I can confirm having the same issue: printing a TIFF vs placing it in an Ai file can get different RIP results in the same color space using the same rendering intent. TIFF color profiles seem to be ignored sometimes by the RIP in both Onyx and Flexi.
I actually tested this a couple of weeks ago in Flexi Production Manager, trying to finagle the most dependable print workflows.
I tested RIPs with four sets of four files, using one color space profile per set:
1) a TIFF file (saved from Photoshop with "Color: ICC color profile: ____" checked)
2) a TIFF placed in an .ai file with the same working color space, saved with the "Embed ICC profiles" button checked
3) a PDF file with Color Conversion set to "No Conversion" and Profile Inclusion Policy set to "Include All Profiles" set in the save settings
4) a PDF saved with "Convert to Destination" with the destination color space matched to the placed TIFF, with "Include Destination Profiles" set
I tested sRGB IEC61966-2.1, Wide Gamut RGB, GRACoL, and Printwide input profiles. The Ai and PDF files ripped similarly, but the RIP seemed to ignore the TIFF's embedded profile. The RIP result had typical signs of color space mismatch: having the saturation dramatically blown out, or colors muddied and hue shifted red->orange/brown or blue->purple/cyan. The former is usually what happens if a bigger gamut is displayed or linearized with a default/smaller color space, and the latter is due to a CMYK "crush-down" because the RIP thinks all the colors are way out of gamut.
What's really a puzzler is that the TIFFs still ripped wrong after I turned off "Use embedded ICC profiles" in the RIP, then manually set the input profile myself.

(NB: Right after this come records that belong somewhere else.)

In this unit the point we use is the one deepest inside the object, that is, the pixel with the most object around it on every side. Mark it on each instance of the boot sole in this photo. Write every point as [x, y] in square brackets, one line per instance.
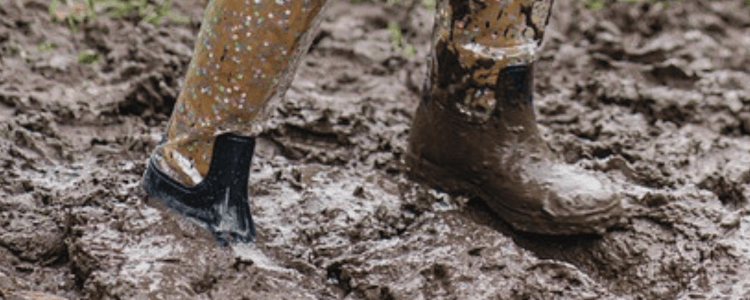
[593, 222]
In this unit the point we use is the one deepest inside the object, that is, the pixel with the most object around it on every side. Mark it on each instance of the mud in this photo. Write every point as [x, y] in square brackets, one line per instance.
[654, 95]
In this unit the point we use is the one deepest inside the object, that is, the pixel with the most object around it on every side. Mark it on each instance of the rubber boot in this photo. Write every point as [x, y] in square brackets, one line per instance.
[219, 203]
[245, 56]
[475, 130]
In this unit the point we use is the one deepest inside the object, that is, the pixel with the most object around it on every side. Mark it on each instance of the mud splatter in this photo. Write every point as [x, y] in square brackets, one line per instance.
[655, 95]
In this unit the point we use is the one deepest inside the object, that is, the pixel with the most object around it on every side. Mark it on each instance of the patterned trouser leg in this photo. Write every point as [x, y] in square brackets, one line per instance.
[247, 51]
[245, 55]
[473, 41]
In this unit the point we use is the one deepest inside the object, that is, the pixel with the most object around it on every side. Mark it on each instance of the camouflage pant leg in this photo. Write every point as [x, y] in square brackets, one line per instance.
[245, 55]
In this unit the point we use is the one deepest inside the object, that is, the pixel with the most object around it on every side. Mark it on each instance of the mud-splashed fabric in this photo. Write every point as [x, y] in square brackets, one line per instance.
[245, 55]
[247, 52]
[473, 41]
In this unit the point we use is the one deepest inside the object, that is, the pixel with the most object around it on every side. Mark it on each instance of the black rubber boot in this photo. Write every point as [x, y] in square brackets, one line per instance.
[219, 202]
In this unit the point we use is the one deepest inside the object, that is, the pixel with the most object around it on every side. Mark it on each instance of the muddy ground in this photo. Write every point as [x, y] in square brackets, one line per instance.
[654, 95]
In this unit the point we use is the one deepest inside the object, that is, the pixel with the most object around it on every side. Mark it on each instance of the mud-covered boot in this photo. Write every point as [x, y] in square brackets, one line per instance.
[219, 203]
[475, 130]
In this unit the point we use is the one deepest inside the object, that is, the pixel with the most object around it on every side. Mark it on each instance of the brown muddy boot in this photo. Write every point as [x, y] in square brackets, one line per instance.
[476, 132]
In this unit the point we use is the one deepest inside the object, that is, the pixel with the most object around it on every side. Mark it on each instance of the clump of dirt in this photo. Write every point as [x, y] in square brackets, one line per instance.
[653, 94]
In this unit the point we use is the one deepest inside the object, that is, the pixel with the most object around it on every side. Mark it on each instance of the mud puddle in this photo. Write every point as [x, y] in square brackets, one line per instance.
[655, 95]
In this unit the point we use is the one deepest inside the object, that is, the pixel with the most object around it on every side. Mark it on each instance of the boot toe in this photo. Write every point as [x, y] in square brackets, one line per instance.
[579, 201]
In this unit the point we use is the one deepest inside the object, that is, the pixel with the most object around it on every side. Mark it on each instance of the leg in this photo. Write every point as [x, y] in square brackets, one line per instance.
[245, 55]
[475, 131]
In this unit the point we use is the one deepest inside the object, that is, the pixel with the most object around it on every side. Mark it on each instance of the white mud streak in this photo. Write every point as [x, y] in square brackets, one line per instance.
[654, 95]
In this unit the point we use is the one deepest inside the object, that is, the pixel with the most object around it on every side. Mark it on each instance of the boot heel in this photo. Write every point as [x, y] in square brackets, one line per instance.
[219, 203]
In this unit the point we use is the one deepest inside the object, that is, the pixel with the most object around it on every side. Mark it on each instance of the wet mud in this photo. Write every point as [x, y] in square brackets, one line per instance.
[653, 95]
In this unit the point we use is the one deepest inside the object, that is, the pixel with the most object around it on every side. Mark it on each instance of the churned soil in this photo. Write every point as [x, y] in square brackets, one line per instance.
[654, 95]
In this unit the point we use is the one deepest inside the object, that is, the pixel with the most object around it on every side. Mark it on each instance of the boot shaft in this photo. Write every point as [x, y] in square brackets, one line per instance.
[483, 56]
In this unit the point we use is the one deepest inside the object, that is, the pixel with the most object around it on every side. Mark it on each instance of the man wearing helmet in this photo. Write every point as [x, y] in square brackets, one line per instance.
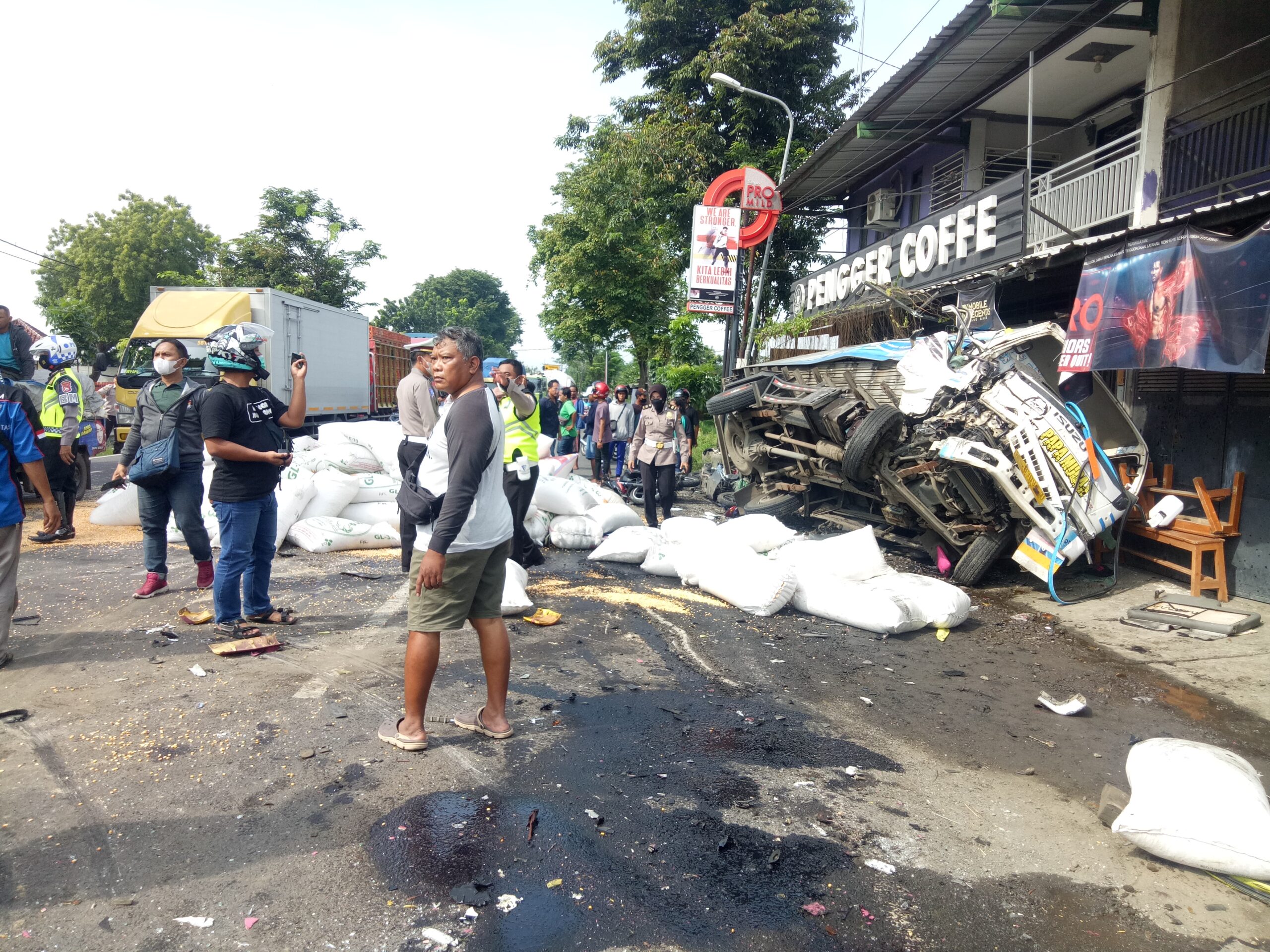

Haven't tried that with Onyx, as we're not running it anymore.
Personally, I've found using PDFs as a "container file" gets the most consistent Onyx results, while Flexi seems to digest .ai files best. And sometimes, if a customer's raster file is fiddly when I try to place it, sometimes opening it in Photoshop, saving it as a .psd, then placing that instead fixes things due to Creative Cloud voodoo.
Mileage may vary based on your calibration, setup and printer's ability to remain in profile, but I hope this helps.